[Haskell-cafe] Optional C dependencies / build-time feature toggles

Michael Orlitzky michael at orlitzky.com
Sun Dec 11 20:36:28 UTC 2016


On 12/11/2016 11:53 AM, Tobias Dammers wrote:
> 
> The pipe dream would be for those dependencies to be optional *at run
> time*, such that the application would test for their presence on
> startup, or load them dynamically when and if they're needed. However,
> I'm also fine with making them compile-time feature toggles, such that
> users can enable only the ones they need. Doing some sort of
> autotools-style dependency discovery would of course be cool as well
> (i.e., only enable mysql support if libmysqlclient is present).

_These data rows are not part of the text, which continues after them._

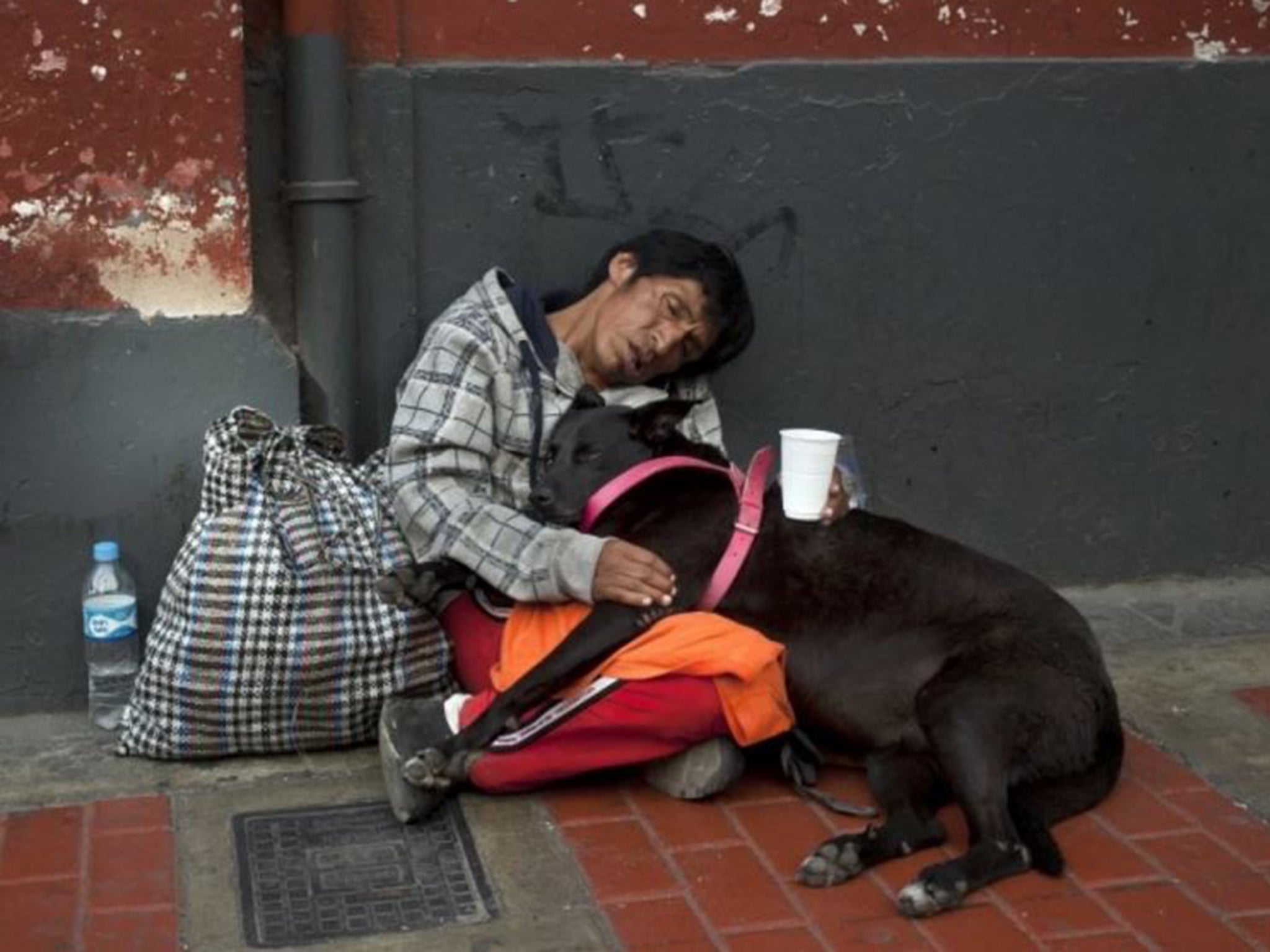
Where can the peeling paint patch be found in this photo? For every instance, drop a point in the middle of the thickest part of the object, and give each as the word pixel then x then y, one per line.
pixel 50 61
pixel 104 206
pixel 1207 50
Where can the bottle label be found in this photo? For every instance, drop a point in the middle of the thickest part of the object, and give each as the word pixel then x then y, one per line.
pixel 111 624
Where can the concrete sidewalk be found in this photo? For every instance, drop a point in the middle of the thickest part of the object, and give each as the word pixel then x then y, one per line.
pixel 102 852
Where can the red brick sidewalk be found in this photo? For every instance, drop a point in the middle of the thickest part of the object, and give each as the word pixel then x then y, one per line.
pixel 1166 862
pixel 92 879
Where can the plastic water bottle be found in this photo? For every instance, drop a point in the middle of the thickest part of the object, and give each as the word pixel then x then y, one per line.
pixel 111 644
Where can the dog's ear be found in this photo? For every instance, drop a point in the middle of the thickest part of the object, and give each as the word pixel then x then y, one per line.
pixel 654 425
pixel 587 399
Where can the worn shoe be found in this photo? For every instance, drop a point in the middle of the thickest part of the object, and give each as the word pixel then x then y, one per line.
pixel 408 726
pixel 699 772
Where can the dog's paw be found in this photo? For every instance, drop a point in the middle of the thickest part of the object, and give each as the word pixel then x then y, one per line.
pixel 429 770
pixel 833 861
pixel 933 891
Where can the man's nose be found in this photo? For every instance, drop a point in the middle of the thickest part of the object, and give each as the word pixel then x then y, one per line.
pixel 666 339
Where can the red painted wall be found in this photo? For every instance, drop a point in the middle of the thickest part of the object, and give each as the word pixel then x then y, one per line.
pixel 122 163
pixel 735 31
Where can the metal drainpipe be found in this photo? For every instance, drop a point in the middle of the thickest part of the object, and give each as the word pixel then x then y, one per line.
pixel 322 193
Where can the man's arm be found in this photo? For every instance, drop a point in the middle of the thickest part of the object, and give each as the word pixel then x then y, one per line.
pixel 440 469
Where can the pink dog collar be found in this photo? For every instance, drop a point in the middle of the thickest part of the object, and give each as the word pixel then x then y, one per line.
pixel 750 488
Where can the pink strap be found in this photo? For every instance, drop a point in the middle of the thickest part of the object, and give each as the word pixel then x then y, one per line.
pixel 607 494
pixel 750 489
pixel 750 514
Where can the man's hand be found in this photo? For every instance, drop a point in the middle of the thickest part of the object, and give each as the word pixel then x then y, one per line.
pixel 838 501
pixel 631 575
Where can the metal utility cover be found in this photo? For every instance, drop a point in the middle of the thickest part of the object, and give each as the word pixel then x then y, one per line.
pixel 315 875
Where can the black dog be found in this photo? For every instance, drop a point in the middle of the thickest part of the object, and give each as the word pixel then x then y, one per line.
pixel 956 676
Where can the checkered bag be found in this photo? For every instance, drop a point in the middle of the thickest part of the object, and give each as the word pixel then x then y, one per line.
pixel 270 635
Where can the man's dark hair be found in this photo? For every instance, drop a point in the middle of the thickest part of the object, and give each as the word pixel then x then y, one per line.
pixel 675 254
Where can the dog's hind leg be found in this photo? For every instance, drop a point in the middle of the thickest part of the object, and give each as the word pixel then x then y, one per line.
pixel 964 741
pixel 910 790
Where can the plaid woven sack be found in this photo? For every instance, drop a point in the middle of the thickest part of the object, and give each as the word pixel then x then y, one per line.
pixel 270 635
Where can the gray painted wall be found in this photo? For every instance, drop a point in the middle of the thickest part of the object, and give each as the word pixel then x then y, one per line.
pixel 102 433
pixel 1034 293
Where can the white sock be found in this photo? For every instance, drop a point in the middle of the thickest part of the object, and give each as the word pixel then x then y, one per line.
pixel 453 706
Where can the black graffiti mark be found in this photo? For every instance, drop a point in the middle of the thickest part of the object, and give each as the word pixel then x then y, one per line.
pixel 554 197
pixel 783 218
pixel 603 130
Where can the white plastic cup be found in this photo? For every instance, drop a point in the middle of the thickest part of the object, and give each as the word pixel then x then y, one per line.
pixel 807 470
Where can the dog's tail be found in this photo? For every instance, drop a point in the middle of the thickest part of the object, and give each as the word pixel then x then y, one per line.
pixel 1038 805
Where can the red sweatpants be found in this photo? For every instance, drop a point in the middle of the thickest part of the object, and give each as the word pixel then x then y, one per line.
pixel 615 724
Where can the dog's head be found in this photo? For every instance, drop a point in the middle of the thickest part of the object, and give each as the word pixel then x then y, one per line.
pixel 592 443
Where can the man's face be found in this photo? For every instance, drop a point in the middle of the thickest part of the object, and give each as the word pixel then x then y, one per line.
pixel 652 327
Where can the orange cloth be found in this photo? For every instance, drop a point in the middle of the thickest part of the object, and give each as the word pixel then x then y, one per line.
pixel 748 671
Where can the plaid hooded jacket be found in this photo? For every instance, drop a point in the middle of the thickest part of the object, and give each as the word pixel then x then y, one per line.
pixel 461 444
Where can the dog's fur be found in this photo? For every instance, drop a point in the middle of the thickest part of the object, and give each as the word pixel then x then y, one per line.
pixel 956 676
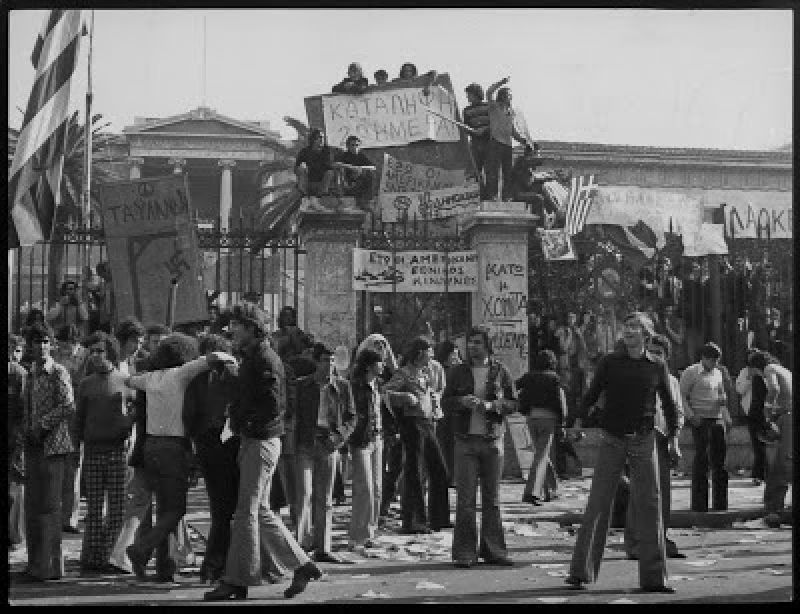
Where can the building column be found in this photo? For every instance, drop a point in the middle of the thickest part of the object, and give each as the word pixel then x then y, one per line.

This actually isn't ideal, because once everything is installed, you
have no idea what is important. Can I uninstall libfoo-mysql? Well,
bar-utils is making use of it, but it always does when libfoo-mysql is
present, so there's no way to tell if the mysql support is important
(i.e. whether or not the user wanted it when he installed bar-utils).

The end result is that every "optional" dependency has to remain
installed unconditionally forever, because removing them might break
software that auto-detects their presence. (Google: "automagic
dependencies")


> So the broad question is, which of these are realistic, and how would I
> go about it?
> 
> And, regarding feature toggles, this bit in the Cabal FAQ baffles me a
> little:
> 
>> Question: I like to let the user enable extended functionality using a
>> Cabal flag. Is this the right way?
>>
>> Answer: Certainly not. Since other packages can distinguish packages
>> only according to their name and their version, it is not a good idea
>> to allow different APIs for the same package version. Cumbersome as it
>> is you have to move extra features to a separate package.

This is a cabal-install or stack deficiency, not one inherent to Haskell
packages or package management in general. The real solution: use a
feature flag, and then use a package manager that knows what to do with
them. As an added bonus, a real package manager can handle the C library
dependencies as well, and your application won't break randomly when
those libraries move around or disappear.